A slip or movement in mass is the displacement of a certain amount of volume of material in the direction of lower levels of a coast. This phenomenon occurs due to a loss of balance between the forces of action, the imposts due to gravity or other loads, and the resistant stresses of the shore material.

* This article was published in Geociências SURA Magazine | Edition 4 | December 2018. 

Effects of water not only on its potential to induce landslides

The presence of water is not only a factor that makes up most of the landslides, since it increases the stresses and loss of resistance on only the coast.

The relationship between flood intensity and water storage capacity is not only determining for the occurrence of different types of landslides. If the intensity of the chuva is greater than the capacity of water storage alone, saturation of the surface will occur quickly, a situation that favors surface landslides. 

On the other hand, it is not the case of chuvas of lower intensity, but of longer duration, as saturation can only reach deeper snows, leading to deep slides.

The rate of movement of slid material when a slope collapses can vary from a few millimeters per hour to rapid slides, where large movements are generated in just a few seconds. 

Landslides are a global phenomenon of frequent occurrence and significantly favored by climatic and geomorphological conditions. Different institutions, such as NASA or the Disaster Effects Inventory System (DesInvent), are dedicated to monitoring and recording historical landslides from local to global scales. 

The landslide inventories developed by these institutions represent a valuable source of information for the understanding of the phenomenon and the varying localities that influence its occurrence and facilitate the development of models for assessment, monitoring and management of cliffs.

The Global Landslide Catalog (GLC) is a compilation of all historical landslides induced by chuva, reported in media, disaster data banks, scientific reports or other sources. The GLC was developed in 2007 at NASA's Goddard Space Flight Center (GSFC).

What happened in Rio de Janeiro on January 11, 2011?

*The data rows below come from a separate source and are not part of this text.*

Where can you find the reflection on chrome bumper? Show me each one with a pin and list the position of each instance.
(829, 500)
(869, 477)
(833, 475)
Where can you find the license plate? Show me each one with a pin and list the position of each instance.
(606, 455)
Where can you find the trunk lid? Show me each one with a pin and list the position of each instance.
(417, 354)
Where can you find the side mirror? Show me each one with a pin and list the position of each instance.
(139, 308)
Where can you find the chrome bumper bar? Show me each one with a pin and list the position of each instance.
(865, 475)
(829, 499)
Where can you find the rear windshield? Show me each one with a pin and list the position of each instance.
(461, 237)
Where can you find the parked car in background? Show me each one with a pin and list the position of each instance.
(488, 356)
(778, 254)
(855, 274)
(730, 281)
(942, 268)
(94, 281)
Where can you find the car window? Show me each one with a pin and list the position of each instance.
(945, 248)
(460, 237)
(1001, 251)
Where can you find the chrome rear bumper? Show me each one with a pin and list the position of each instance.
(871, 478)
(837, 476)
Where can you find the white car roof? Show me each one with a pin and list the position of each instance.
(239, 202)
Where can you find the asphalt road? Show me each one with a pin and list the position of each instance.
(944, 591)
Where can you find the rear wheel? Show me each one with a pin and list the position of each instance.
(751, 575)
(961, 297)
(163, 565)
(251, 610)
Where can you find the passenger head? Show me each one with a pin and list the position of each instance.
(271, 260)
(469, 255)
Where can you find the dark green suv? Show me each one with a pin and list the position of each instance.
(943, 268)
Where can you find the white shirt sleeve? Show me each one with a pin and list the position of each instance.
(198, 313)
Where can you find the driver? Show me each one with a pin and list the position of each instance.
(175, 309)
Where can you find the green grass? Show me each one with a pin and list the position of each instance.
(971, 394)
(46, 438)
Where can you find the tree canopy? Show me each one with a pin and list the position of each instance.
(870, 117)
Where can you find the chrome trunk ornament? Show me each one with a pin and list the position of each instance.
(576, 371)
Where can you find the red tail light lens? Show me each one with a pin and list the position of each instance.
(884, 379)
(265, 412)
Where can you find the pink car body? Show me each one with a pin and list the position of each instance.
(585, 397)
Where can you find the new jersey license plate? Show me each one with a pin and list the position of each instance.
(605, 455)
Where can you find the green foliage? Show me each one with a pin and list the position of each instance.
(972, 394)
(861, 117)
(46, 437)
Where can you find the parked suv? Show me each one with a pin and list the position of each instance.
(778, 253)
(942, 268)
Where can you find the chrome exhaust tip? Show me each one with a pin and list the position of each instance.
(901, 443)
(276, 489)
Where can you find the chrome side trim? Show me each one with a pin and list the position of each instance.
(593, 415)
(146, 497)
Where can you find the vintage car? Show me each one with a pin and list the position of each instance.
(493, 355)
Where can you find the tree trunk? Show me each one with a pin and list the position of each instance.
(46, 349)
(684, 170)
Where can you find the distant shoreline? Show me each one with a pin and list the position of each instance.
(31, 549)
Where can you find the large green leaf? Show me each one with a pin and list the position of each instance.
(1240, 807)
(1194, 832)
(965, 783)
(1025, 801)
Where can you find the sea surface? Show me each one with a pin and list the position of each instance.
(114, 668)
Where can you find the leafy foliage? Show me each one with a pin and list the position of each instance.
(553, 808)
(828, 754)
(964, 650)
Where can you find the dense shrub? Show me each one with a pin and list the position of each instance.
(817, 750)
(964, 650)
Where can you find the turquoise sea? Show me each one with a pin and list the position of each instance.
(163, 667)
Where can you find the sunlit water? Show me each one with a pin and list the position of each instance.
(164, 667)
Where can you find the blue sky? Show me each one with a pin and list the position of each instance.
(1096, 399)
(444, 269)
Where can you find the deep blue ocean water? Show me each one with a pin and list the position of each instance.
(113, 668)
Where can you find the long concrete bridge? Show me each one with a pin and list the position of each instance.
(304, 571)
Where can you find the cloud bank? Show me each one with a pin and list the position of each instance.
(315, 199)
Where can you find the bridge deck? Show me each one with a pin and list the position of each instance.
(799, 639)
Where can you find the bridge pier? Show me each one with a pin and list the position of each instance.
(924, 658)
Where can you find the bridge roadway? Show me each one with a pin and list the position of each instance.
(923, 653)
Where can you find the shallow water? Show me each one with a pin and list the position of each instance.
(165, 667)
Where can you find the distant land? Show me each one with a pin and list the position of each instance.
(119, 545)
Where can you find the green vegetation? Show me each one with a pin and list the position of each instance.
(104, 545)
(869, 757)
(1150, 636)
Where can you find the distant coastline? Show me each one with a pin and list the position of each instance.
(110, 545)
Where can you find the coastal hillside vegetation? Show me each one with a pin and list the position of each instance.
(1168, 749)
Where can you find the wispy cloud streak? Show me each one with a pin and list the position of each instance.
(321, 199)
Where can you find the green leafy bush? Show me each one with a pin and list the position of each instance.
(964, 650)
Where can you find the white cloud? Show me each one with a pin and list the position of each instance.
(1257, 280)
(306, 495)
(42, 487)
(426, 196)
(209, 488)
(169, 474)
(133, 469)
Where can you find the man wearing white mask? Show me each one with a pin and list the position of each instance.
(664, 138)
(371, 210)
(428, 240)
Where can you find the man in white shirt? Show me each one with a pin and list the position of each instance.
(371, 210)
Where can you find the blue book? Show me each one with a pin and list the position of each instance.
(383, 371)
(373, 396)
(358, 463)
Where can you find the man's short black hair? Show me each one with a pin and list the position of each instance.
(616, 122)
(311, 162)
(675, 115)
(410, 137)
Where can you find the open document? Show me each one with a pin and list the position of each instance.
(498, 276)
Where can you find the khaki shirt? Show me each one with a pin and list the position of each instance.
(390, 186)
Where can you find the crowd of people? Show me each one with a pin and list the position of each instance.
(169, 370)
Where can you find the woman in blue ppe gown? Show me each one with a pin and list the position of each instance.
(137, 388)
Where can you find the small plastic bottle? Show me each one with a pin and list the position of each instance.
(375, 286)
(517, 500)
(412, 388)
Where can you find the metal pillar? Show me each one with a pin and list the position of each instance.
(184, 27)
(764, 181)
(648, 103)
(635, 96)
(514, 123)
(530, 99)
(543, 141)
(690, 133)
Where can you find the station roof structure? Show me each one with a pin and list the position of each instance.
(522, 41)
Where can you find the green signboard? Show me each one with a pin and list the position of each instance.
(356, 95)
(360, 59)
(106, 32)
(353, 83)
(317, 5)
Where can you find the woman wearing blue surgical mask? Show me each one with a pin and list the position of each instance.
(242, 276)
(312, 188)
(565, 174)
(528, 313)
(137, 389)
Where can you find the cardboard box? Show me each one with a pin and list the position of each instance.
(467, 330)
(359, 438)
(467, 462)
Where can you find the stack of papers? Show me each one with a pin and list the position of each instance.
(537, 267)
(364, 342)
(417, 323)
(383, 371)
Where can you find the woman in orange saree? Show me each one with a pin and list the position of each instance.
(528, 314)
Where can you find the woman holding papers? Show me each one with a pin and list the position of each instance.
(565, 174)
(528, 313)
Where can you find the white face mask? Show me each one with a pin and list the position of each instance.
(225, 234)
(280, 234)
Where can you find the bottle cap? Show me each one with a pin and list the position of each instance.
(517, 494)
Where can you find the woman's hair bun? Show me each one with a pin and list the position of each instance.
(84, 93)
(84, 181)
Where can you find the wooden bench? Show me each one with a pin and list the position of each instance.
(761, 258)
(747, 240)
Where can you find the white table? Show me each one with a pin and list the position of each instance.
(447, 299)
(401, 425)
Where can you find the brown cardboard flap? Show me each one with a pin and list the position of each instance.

One of the most important cases of landslides caused by chuvas in South America was that which occurred on January 11 and 12, 2011, in the Serrana Region of Rio de Janeiro. This case was listed by the UN as the eighth largest landslide in the world in the last 100 years. 

In 2011, some key aspects for the occurrence of various landslides in the Rio de Janeiro region foram: 

• Ingreme or mountain topography with high slopes. 
• Coasts formed by soles with high susceptibility to loss of resistance due to water saturation. 
• Anthropic factors that generate the clearing and reconfiguration of slopes that allow the urban development of the area. 
• Strong chuvas. According to the National Institute of Meteorology, rainfall of 280 mm was recorded in a 24-hour period, between January 11 and 12, 2011, in the city of Nova Friburgo. It is important, for comparative purposes, to mention that The historical average precipitation no more than January is in the city of 277 mm, which indicates that the precipitation generated in 24 hours was similar to the historical average of the month. This high volume of chuva caused approximately 3.500 landslides in the area, mainly being surface translational types and debris flows. 

How to manage the risk of chuva-induced landslides?

In the global and local context, there are numerous investigations that, together with the technological advances in the monitoring of hydrometeorological variables and the state of the art in semantic engines for tracking online news, show a very positive path towards landslide risk management associated with chuva.  

A fundamental key is the information processing of the factors that control the stresses and resistance of the coasts, together with the estimation of two representative intervals of intensity/duration of the storms that can trigger landslides in a specific area. This way allows the validation of predictive landslide models, which serve to:

• Landslide early warning systems;
• Design and construction of engineering works to control instáveis ​​or potentially instáveis ​​areas;
• Territorial planning plans that provide guidelines for the most appropriate use only in areas susceptible to landslides.

These analysis techniques, together with ground instrumentation and remote sensors, show great possibilities to better understand these phenomena and, as well, better manage the related risks. Since we know little about the mechanisms of occurrence of landslides caused by chuva, it is possible to plan and implement concrete actions with a high level of information.

It is important not to lose sight of the fact that there are dynamic processes that depend not only on the physical conditions of nature, but also on urban development in the area of ​​interest. The analysis models will continue to improve so that each time we can estimate with more credibility the patterns of intensity and duration of the chuvas that induce landslides. It is important to know that there are mechanisms to analyze and manage this risk, based on a tool that combines regional and local aspects that, in turn, allows guiding decisions in the most favorable way to protect life, property and productivity.

Sources

• Gabriel R. Toro. Civil Engineer at the National University of Colombia, Master and Doctor in Civil Engineering at the Massachusetts Institute of Technology. 
• Kevin B. Clahan. Bachelor's degree in Earth Sciences at the University of California and Master's degree in Geology at the State University of San José.